Imaginez devoir parcourir des kilomètres chaque jour, un bidon vide à la main, pour trouver quelques litres d’une eau dont la pureté n’est pas garantie. C’est le calvaire que vivent des milliers de familles dans des communes comme Makala, Selembao, Kisenso ou Mont-Ngafula, où le robinet est devenu un objet de décor. La pénurie d’eau à Kinshasa n’est plus une simple crise, c’est une réalité quotidienne qui plonge les habitants dans une précarité extrême, les obligeant à se tourner vers des forages non contrôlés, au péril de leur santé.
Et quand l’eau vient à manquer, la lumière fait souvent défaut. Les coupures d’électricité en RDC sont si fréquentes et si longues qu’elles en sont devenues la norme. Pourtant, la facture de la SNEL, elle, arrive avec une régularité implacable, pour un service qui n’est pas fourni. « On paie pour du vent », lâche avec amertume un habitant de Kinsenso, résumant le sentiment d’injustice qui gronde dans la capitale. Cette situation met en lumière les profondes défaillances de la REGIDESO et de la SNEL, deux piliers des services publics dont l’effondrement impacte lourdement la vie sociale et économique.

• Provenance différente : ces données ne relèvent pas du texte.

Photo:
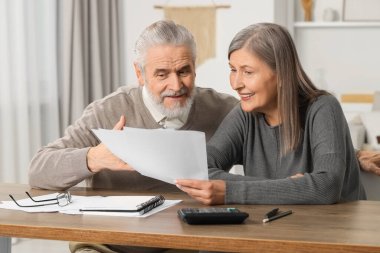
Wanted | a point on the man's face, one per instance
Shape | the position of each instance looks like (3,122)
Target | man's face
(169,74)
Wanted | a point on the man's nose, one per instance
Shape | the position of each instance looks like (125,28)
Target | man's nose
(175,82)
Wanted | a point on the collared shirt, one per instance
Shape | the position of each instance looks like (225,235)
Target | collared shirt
(161,119)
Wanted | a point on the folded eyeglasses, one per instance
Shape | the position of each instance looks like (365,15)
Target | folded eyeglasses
(62,199)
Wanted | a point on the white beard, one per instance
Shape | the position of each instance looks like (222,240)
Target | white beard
(176,110)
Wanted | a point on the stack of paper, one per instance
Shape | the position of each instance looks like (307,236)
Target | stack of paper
(92,202)
(162,154)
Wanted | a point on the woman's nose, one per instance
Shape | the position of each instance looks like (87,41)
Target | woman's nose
(236,81)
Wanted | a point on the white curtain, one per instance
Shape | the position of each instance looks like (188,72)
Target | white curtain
(28,83)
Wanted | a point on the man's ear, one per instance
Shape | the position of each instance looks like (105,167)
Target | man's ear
(139,74)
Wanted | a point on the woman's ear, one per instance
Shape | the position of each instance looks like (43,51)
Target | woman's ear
(139,74)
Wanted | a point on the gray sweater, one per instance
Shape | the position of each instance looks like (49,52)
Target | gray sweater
(325,156)
(62,164)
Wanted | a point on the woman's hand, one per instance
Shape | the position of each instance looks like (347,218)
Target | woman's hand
(369,161)
(208,192)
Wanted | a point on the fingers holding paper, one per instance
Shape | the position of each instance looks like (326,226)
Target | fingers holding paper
(100,157)
(208,192)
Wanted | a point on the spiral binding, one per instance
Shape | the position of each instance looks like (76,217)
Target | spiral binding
(150,204)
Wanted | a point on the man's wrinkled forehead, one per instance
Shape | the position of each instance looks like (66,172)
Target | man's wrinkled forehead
(169,57)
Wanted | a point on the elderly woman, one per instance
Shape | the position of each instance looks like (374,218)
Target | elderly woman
(291,137)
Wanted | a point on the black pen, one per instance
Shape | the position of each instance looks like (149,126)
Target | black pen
(277,216)
(272,213)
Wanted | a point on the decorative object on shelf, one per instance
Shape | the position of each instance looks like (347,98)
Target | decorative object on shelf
(307,6)
(201,21)
(330,15)
(361,10)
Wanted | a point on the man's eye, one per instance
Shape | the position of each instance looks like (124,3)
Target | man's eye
(183,73)
(161,75)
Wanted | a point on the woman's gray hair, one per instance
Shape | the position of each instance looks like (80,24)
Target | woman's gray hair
(163,32)
(273,44)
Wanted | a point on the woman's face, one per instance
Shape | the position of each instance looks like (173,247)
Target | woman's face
(254,81)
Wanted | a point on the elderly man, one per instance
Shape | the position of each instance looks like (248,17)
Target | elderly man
(166,98)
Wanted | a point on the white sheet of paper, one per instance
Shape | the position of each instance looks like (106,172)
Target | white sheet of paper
(88,202)
(162,154)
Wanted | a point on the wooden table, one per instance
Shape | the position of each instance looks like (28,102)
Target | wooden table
(348,227)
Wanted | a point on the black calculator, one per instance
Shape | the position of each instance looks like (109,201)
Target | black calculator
(212,215)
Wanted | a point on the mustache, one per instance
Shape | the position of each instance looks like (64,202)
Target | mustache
(169,93)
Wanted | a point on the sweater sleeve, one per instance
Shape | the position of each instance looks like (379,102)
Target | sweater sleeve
(225,148)
(323,182)
(63,163)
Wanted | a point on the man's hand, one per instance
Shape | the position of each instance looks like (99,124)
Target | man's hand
(369,161)
(208,192)
(99,157)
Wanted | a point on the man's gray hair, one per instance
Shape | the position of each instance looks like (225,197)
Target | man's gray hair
(163,32)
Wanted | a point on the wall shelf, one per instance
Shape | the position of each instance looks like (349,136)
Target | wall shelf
(337,24)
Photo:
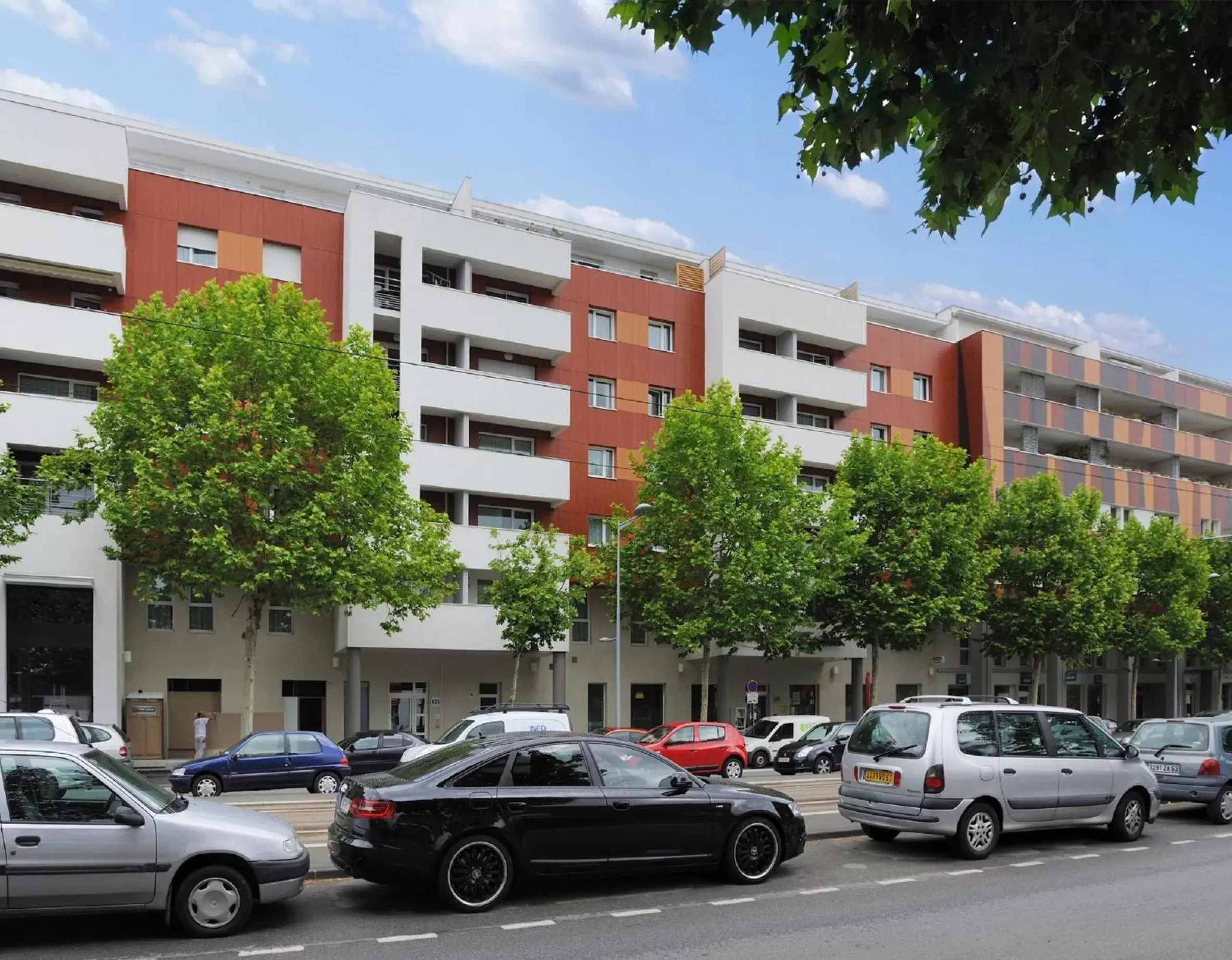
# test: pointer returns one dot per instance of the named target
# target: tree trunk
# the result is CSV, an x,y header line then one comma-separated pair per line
x,y
251,630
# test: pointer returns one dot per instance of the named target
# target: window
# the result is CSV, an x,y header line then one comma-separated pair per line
x,y
502,444
55,790
201,612
977,733
197,247
598,531
602,325
505,518
602,463
561,765
603,393
1019,735
659,400
159,613
280,261
662,335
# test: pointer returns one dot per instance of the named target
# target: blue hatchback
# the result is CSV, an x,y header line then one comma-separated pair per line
x,y
268,760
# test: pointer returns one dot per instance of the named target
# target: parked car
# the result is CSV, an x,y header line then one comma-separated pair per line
x,y
703,749
819,751
1192,759
109,739
579,804
764,739
268,760
493,721
377,750
46,725
970,772
86,832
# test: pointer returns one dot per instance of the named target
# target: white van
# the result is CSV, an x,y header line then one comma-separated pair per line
x,y
764,739
492,721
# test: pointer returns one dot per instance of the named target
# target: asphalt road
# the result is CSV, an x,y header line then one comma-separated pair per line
x,y
1074,894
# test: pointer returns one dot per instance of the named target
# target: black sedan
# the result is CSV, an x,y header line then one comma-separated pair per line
x,y
472,816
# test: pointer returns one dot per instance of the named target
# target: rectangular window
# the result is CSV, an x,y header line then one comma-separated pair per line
x,y
603,393
659,400
280,261
661,335
602,325
502,444
602,463
198,247
201,612
505,518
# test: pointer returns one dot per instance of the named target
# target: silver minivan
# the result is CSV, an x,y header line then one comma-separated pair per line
x,y
83,832
971,770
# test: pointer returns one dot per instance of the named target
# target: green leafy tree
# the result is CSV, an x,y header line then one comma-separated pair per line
x,y
918,513
239,447
538,591
1163,617
996,98
727,554
1061,575
20,504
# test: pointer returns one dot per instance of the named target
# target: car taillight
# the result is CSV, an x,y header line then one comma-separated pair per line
x,y
365,809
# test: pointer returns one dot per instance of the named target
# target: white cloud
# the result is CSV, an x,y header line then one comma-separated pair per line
x,y
65,20
567,46
609,220
20,83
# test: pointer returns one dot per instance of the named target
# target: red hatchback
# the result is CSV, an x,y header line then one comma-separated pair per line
x,y
703,749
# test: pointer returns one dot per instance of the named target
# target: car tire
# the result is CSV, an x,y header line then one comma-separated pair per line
x,y
753,852
214,901
207,786
879,834
978,832
1129,819
475,874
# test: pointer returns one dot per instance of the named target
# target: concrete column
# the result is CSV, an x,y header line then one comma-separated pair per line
x,y
353,713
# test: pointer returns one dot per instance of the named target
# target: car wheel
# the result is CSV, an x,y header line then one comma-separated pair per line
x,y
475,874
1130,817
753,852
879,834
214,901
978,832
206,786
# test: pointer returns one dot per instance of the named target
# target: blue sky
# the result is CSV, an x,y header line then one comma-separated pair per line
x,y
545,103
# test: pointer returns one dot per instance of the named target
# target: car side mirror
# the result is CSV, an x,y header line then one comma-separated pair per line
x,y
129,817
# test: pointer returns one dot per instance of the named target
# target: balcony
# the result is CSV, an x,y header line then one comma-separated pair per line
x,y
529,403
498,475
814,383
493,323
61,245
58,335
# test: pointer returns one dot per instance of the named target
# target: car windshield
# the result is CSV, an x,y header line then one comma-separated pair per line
x,y
880,731
1171,733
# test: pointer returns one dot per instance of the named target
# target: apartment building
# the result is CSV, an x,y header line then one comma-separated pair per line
x,y
532,356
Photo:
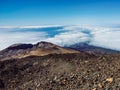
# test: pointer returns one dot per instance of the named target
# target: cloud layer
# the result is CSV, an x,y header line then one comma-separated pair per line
x,y
61,35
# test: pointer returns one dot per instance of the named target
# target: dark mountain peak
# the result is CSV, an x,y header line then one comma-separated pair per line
x,y
44,44
40,49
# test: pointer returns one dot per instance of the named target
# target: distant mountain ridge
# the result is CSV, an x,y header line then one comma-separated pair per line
x,y
40,49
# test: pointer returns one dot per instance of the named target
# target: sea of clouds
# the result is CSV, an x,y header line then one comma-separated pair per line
x,y
107,37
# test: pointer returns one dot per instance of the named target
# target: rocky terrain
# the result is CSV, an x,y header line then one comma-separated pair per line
x,y
61,72
46,66
40,49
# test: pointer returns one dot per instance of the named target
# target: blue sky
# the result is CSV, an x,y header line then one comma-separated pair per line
x,y
59,12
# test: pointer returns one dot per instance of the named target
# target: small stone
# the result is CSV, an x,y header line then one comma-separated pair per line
x,y
100,85
94,89
110,80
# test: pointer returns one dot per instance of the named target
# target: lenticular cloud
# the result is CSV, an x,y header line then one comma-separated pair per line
x,y
63,35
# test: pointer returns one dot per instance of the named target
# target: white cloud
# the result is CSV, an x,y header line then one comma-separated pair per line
x,y
98,36
7,39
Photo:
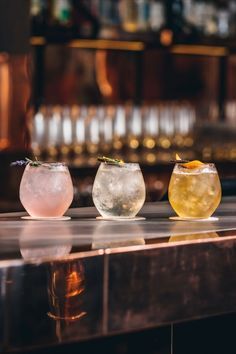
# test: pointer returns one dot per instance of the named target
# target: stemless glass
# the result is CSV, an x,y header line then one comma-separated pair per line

Face à ce constat d’échec, l’ONG La Voix des Sans Voix pour les droits de l’homme (VSV) a décidé de briser le silence. Lors d’une conférence de presse tenue ce lundi, l’organisation a tiré la sonnette d’alarme avec une vigueur rare. Comment expliquer qu’en 2024, dans la capitale d’un pays aux ressources immenses, l’accès à l’eau potable et à l’électricité relève encore du parcours du combattant ? L’ONG VSV droits de l’homme pointe du doigt non seulement la vétusté des infrastructures mais aussi une gestion opaque et défaillante qui pénalise les plus vulnérables.
Pierre Serge Ntumba, deuxième Directeur exécutif adjoint de la VSV, a été sans équivoque. Ses recommandations au gouvernement sont claires : il est urgent que l’État règle ses propres arriérés auprès de ces sociétés publiques. Mais cela ne suffira pas. Il faut une dotation en ressources conséquentes pour permettre à la SNEL et à la REGIDESO de moderniser leurs réseaux et d’assurer une desserte permanente et régulière. Enfin, et c’est peut-être le point le plus crucial, l’ONG exige que les responsables des dysfonctionnements chroniques rendent des comptes. La punition des gestionnaires négligents est présentée comme une condition sine qua non pour restaurer un minimum de confiance.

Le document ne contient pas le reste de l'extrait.